Наконец, вышли на твердую землю, Лэм радостно заржал, а Френсис увидел на пригорке сквозь голые ветви деревьев небольшой коттедж, построенный лет эдак 10 назад, не более, – от того Френсис о нём ничего и не знал – на старинных картах Голлоуэя, которые он в доскональности изучил, этого строения не было.

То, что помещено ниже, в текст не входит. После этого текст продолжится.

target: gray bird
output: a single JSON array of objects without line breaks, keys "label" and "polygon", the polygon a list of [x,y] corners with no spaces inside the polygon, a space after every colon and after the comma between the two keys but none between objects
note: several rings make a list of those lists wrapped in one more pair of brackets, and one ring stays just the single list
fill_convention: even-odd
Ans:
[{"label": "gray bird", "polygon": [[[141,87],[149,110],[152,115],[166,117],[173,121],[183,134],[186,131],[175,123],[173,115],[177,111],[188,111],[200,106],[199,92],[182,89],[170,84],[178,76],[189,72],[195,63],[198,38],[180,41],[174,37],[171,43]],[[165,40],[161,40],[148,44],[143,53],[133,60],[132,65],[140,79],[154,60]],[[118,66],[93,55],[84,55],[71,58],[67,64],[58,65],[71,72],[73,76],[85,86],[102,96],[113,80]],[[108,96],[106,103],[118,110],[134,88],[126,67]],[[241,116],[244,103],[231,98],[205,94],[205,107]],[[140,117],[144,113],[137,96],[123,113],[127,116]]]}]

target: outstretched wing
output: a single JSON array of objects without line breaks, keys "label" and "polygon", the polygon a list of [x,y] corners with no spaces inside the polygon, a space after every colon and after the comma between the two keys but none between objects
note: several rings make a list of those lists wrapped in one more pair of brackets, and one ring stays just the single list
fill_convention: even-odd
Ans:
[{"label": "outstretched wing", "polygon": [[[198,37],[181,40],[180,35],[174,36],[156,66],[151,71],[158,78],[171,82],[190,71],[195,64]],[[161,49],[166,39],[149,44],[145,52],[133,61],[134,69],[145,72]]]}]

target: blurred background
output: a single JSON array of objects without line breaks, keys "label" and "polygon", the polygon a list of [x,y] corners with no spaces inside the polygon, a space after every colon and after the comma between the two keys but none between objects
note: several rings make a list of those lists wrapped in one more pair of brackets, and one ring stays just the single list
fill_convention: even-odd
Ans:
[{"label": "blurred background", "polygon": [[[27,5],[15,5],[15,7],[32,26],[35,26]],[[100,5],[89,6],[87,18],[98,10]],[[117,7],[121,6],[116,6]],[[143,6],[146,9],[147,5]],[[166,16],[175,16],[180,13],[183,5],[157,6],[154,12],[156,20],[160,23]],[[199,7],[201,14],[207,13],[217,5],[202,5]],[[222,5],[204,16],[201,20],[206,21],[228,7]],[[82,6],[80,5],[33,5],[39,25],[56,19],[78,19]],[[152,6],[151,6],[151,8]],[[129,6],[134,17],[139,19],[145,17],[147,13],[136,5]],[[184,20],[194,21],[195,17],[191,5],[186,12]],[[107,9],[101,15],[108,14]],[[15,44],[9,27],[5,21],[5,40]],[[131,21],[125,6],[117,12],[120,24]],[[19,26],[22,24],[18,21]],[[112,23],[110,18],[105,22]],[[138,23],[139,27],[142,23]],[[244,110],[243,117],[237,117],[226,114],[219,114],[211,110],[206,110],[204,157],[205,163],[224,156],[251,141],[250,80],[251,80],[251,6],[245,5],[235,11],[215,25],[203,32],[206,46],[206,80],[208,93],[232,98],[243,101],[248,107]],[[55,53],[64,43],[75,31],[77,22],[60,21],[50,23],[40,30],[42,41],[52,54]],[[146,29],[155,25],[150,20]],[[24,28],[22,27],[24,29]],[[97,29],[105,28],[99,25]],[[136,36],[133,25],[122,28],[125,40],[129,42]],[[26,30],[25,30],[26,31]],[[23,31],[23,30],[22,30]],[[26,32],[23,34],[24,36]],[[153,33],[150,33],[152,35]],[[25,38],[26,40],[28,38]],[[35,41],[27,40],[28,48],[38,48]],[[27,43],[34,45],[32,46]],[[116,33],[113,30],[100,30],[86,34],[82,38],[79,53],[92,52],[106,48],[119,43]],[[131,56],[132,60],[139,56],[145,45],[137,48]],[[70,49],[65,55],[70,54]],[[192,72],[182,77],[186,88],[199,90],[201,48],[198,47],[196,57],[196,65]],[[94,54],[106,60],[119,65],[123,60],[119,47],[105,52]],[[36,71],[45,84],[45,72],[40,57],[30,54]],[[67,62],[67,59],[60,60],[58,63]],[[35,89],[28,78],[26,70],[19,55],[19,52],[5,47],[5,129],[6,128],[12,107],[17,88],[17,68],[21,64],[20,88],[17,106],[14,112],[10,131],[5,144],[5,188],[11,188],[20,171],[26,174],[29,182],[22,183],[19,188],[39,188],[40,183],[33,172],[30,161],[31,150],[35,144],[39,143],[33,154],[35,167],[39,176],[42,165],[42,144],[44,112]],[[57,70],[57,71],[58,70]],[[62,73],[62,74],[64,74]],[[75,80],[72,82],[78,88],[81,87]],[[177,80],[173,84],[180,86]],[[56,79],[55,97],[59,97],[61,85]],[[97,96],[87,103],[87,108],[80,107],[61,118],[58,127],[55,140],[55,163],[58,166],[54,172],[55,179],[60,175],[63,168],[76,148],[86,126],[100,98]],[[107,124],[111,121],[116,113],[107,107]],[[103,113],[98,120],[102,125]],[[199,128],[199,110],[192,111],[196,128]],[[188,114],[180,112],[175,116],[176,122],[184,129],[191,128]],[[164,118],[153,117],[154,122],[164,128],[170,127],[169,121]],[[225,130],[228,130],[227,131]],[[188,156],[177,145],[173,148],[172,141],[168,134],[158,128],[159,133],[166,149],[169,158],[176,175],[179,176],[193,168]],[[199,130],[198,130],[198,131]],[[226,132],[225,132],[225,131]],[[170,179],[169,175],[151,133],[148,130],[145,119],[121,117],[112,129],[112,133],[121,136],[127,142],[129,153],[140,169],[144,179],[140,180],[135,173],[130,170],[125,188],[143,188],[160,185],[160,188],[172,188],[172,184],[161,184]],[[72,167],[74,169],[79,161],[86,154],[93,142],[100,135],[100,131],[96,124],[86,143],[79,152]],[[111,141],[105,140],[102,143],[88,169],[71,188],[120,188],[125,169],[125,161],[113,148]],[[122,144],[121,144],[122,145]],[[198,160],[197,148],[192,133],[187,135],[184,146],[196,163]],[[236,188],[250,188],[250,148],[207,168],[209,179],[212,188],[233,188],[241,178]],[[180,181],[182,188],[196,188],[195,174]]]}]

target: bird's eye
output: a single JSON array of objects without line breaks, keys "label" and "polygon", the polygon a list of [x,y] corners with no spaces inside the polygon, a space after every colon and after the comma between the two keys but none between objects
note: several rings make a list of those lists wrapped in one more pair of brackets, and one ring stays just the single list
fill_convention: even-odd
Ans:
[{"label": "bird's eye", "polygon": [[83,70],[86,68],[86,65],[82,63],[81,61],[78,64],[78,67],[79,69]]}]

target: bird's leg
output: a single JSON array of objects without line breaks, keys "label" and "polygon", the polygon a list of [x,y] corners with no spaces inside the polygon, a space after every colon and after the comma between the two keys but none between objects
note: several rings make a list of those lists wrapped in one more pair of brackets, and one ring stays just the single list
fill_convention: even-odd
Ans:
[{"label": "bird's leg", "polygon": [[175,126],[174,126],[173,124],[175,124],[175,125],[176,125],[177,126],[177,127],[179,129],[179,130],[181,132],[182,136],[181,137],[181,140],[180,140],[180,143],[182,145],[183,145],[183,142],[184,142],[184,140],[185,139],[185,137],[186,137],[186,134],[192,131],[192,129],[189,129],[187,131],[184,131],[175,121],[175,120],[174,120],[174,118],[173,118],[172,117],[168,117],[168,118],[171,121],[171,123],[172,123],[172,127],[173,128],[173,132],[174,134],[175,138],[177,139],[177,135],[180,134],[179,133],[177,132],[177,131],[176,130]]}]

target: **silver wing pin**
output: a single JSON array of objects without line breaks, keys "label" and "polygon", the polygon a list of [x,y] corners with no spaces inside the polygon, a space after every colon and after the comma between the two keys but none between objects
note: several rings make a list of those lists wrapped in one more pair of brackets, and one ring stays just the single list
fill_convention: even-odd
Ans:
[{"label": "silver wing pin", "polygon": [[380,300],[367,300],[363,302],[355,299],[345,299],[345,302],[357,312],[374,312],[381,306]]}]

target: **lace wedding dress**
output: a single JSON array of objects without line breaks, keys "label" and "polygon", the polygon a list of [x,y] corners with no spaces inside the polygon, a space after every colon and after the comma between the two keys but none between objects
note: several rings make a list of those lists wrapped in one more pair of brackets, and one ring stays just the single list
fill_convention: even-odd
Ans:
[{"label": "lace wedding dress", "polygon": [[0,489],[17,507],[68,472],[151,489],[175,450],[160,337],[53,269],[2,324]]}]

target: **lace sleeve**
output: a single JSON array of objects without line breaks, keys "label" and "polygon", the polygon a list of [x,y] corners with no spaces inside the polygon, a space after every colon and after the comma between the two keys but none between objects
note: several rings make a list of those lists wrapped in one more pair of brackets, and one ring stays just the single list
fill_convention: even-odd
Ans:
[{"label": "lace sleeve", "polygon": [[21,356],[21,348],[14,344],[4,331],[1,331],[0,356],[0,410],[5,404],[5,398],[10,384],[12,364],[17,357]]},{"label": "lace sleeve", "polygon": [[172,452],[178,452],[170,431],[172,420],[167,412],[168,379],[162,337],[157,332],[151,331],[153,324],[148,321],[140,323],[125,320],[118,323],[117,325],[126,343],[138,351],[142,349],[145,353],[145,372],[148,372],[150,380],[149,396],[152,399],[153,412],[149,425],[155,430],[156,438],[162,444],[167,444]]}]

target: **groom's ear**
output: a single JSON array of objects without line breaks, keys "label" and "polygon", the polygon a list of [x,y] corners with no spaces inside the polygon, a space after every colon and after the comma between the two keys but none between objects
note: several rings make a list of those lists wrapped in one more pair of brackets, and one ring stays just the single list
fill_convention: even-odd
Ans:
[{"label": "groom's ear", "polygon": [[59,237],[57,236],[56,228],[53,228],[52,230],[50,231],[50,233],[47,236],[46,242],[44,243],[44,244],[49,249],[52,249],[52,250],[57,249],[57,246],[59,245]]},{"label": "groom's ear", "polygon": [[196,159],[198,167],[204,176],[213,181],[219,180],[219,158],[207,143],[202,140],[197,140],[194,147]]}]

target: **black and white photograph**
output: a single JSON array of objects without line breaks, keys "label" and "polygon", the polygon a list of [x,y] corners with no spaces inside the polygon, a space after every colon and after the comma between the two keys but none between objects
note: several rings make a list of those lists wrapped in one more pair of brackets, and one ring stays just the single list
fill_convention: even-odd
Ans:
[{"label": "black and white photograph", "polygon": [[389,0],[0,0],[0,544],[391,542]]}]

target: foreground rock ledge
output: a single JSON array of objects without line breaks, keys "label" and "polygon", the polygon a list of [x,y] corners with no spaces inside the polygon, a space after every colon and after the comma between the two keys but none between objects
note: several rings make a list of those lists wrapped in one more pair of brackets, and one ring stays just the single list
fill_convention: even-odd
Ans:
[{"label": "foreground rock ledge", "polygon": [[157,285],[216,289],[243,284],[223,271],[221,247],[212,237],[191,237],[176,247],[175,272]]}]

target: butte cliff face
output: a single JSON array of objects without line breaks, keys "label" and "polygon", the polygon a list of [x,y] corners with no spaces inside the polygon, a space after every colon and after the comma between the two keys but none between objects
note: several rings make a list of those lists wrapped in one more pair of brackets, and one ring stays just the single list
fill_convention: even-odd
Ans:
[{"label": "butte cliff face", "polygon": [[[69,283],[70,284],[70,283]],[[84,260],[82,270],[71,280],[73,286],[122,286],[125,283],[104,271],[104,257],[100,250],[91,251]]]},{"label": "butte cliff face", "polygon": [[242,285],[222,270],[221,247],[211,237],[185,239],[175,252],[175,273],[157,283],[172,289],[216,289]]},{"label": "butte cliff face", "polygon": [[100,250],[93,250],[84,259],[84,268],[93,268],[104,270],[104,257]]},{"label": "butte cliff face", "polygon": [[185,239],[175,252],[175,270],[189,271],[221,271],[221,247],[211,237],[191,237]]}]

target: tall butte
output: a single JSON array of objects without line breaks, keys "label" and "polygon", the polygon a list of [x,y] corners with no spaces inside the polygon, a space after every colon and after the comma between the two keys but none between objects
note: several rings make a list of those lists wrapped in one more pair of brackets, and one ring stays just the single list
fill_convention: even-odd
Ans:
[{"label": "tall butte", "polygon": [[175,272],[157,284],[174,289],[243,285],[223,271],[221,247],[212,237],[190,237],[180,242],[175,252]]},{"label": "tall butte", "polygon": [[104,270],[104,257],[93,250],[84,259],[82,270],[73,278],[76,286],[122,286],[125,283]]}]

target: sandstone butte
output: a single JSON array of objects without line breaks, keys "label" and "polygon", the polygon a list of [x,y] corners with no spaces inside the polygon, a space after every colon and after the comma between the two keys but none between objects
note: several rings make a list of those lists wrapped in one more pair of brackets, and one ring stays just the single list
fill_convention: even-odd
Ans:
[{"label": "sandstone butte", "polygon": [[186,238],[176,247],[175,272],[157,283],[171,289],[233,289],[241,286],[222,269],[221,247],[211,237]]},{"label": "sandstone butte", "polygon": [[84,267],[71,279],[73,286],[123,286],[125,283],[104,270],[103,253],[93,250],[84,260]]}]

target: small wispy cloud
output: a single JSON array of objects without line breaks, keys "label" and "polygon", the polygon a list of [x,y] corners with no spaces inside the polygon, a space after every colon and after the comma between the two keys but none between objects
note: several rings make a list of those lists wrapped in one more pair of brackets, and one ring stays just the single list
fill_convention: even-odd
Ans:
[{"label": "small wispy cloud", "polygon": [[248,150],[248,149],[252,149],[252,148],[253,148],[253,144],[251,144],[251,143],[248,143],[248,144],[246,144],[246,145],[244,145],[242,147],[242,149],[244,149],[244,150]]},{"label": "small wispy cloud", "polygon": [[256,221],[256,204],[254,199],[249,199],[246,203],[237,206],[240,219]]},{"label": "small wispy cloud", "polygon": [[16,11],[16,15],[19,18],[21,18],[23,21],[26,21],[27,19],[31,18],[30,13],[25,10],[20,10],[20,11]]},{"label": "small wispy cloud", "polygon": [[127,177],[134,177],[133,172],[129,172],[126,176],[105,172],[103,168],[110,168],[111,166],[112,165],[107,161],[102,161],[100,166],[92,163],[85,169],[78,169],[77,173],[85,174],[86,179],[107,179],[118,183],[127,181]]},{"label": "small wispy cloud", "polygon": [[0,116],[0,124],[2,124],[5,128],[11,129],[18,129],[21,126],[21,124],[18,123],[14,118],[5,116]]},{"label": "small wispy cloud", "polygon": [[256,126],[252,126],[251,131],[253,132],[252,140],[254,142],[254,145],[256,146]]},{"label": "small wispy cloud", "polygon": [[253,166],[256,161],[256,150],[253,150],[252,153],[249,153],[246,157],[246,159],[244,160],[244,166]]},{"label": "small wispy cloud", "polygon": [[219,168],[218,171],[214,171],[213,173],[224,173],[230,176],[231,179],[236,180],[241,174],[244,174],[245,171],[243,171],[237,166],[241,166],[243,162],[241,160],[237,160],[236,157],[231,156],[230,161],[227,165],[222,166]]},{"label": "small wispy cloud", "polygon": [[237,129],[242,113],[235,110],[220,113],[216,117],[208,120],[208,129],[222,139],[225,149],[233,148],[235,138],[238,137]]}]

Чем ближе Френсис подходил к загадочному коттеджу, тем отчетливее становились его очертания – это было 2-х-этажное, сложенное из местного серого гранита здание в английском сельском стиле, довольно удаленное, как теперь понимал Френсис, от дороги Дамфрис-Далбити. В силу того, что коттедж стоял на некоторой возвышенности, из окон второго этажа должен был открываться чудесный вид на Лох-Артур, хотя подхода к берегу, вероятней всего, не было и здесь, однако Френсис мог и ошибаться. Летом, под сенью березовой листвы, колышущейся от легкого морского ветерка, долетающего с Солуэй-Ферта и защищающей от солнечного зноя, вдали от посторонних глаз, этот приют надежды и покоя должен был быть самым чудесным местом во всей Нижней Шотландии. Френсис невольно сравнил сказочный коттедж с открытым всем ветрам Дандренанским аббатством посреди голой вересковой пустоши. За этими мыслями Френсис не заметил, как подошел к заборной решетке, окружавшей коттедж. В беседке перед домом Френсис увидел ту, которую называли Озерной Ведьмой. Это была закутанная в белую вязаную шаль восхитительная девушка лет 16, чьи волосы были белее первого снега, выпавшего на вершины Камберлендских гор, а кожа настолько прозрачна, что под ней видны были сосуды, голубые как воды Нита. Такой потусторонней красоты Френсис не встречал еще и даже представить себе не мог, а потому принял девушку за фею, принцессу эльфов, настолько она была бесплотна и далека от реальности.